Lors de l’audience, le ministère public a fait valoir que si "les deux offres sont sérieuses et similaires en matière d’emplois", celle de la SCOP "est tout à fait solide sur le plan financier et bénéficie du soutien des salariés, sans lequel il est difficile de mener à bien l’activité." Par ailleurs, le projet de KnS "n’est pas de nature à garantir, à terme, le maintien du savoir-faire et des emplois sur le territoire national."

A l’issue de ce jugement, cinq postes au sein de l’entreprise vont être supprimés dans le cadre de licenciements économiques : directeur des opérations, responsable des achats/logistique, responsable achats de produits manufacturés, aide magasinier et directrice des ressources humaines.

Kulicke & Soffa (du nom de ses fondateurs Fred Kulicke et Al Soffa) a été créée en 1951 et fabrique des machines d'assemblage de semi-conducteurs, comme la SET. KnS emploie 3 000 salariés pour un chiffre d'affaires de près de 700 millions d'euros. En novembre, le tribunal de commerce d’Annecy avait alors privilégié "la puissance financière et technologique" du groupe international.

La société SET a été créée à Saint-Jeoire-en-Faucigny en 1975. Elle fabrique des machines réputées de très haute précision (device bounder) pour souder des composants électroniques.
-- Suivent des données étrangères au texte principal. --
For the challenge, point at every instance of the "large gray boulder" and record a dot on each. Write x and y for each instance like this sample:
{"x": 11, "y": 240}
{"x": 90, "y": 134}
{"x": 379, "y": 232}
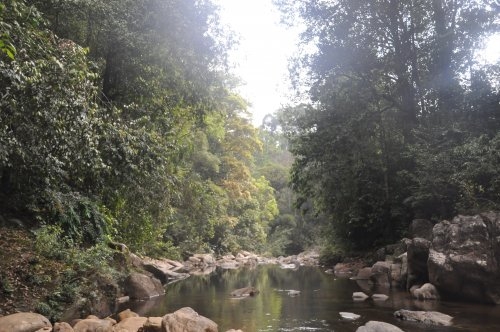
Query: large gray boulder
{"x": 186, "y": 319}
{"x": 140, "y": 286}
{"x": 425, "y": 292}
{"x": 417, "y": 256}
{"x": 464, "y": 258}
{"x": 421, "y": 228}
{"x": 374, "y": 326}
{"x": 24, "y": 322}
{"x": 93, "y": 325}
{"x": 381, "y": 274}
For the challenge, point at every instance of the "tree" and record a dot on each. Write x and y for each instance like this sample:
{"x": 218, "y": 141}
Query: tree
{"x": 387, "y": 94}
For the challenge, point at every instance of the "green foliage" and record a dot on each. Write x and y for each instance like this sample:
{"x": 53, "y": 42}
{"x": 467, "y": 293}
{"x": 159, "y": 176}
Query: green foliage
{"x": 393, "y": 122}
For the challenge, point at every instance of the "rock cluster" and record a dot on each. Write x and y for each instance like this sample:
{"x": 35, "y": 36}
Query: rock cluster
{"x": 457, "y": 259}
{"x": 184, "y": 319}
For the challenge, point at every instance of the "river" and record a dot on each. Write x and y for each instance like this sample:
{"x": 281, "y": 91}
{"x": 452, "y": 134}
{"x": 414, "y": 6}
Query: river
{"x": 322, "y": 297}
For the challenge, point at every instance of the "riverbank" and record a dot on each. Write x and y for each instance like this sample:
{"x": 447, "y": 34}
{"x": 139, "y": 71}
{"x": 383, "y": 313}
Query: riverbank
{"x": 38, "y": 275}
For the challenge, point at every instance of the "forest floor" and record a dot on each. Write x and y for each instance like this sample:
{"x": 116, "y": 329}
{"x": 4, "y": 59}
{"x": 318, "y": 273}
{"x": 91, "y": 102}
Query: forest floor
{"x": 25, "y": 276}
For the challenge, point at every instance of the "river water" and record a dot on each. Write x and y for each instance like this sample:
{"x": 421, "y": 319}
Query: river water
{"x": 322, "y": 297}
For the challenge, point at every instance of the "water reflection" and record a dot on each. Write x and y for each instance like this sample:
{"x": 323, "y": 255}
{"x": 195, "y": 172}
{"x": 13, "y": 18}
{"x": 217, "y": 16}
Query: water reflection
{"x": 316, "y": 308}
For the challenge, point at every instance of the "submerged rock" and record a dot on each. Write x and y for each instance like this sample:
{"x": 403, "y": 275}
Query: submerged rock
{"x": 246, "y": 291}
{"x": 349, "y": 315}
{"x": 426, "y": 292}
{"x": 425, "y": 317}
{"x": 359, "y": 296}
{"x": 140, "y": 286}
{"x": 375, "y": 326}
{"x": 380, "y": 297}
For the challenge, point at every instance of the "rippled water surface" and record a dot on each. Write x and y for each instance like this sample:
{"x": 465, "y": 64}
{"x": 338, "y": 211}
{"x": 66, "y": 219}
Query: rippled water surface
{"x": 322, "y": 297}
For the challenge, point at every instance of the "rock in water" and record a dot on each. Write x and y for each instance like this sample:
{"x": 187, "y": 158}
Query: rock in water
{"x": 349, "y": 315}
{"x": 359, "y": 296}
{"x": 186, "y": 319}
{"x": 246, "y": 291}
{"x": 426, "y": 317}
{"x": 426, "y": 292}
{"x": 24, "y": 322}
{"x": 374, "y": 326}
{"x": 464, "y": 259}
{"x": 380, "y": 297}
{"x": 140, "y": 286}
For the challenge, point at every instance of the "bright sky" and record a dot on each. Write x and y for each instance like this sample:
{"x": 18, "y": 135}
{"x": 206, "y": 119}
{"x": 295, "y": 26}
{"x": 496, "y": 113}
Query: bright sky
{"x": 261, "y": 57}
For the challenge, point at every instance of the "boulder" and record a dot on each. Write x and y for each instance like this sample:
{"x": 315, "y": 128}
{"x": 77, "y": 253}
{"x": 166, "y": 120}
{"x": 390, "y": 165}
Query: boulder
{"x": 130, "y": 324}
{"x": 159, "y": 268}
{"x": 246, "y": 291}
{"x": 153, "y": 324}
{"x": 186, "y": 319}
{"x": 374, "y": 326}
{"x": 417, "y": 255}
{"x": 206, "y": 259}
{"x": 140, "y": 286}
{"x": 347, "y": 269}
{"x": 421, "y": 228}
{"x": 400, "y": 276}
{"x": 126, "y": 314}
{"x": 24, "y": 322}
{"x": 349, "y": 315}
{"x": 426, "y": 292}
{"x": 381, "y": 274}
{"x": 464, "y": 258}
{"x": 380, "y": 297}
{"x": 359, "y": 296}
{"x": 62, "y": 327}
{"x": 93, "y": 325}
{"x": 228, "y": 265}
{"x": 425, "y": 317}
{"x": 363, "y": 274}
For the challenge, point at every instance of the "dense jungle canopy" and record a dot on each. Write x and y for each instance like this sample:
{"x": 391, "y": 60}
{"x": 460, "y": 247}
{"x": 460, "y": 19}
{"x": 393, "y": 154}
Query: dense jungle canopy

Elle est surtout spécialisée dans les capteurs à infrarouge, pour lesquels elle est leader mondial. C’est un marché de niche, tourné essentiellement vers l’exportation, à destination des pays asiatiques principalement, mais aussi des Etats-Unis. Vendue plusieurs fois depuis les années 90, SET est tombée à la fin des années 2000 dans le giron de l’américano-suédoise Replisaurus.

L’affaire était suivie de près par le gouvernement. Dès le lendemain du jugement du tribunal d’Annecy, Benoît Hamon avait répété son soutien au projet des salariés, estimant en jeu la pérennité de l’expertise française dans ce secteur. Il devrait présenter en septembre 2013 une loi destinée à faciliter les possibilités de reprise d'entreprise par les salariés.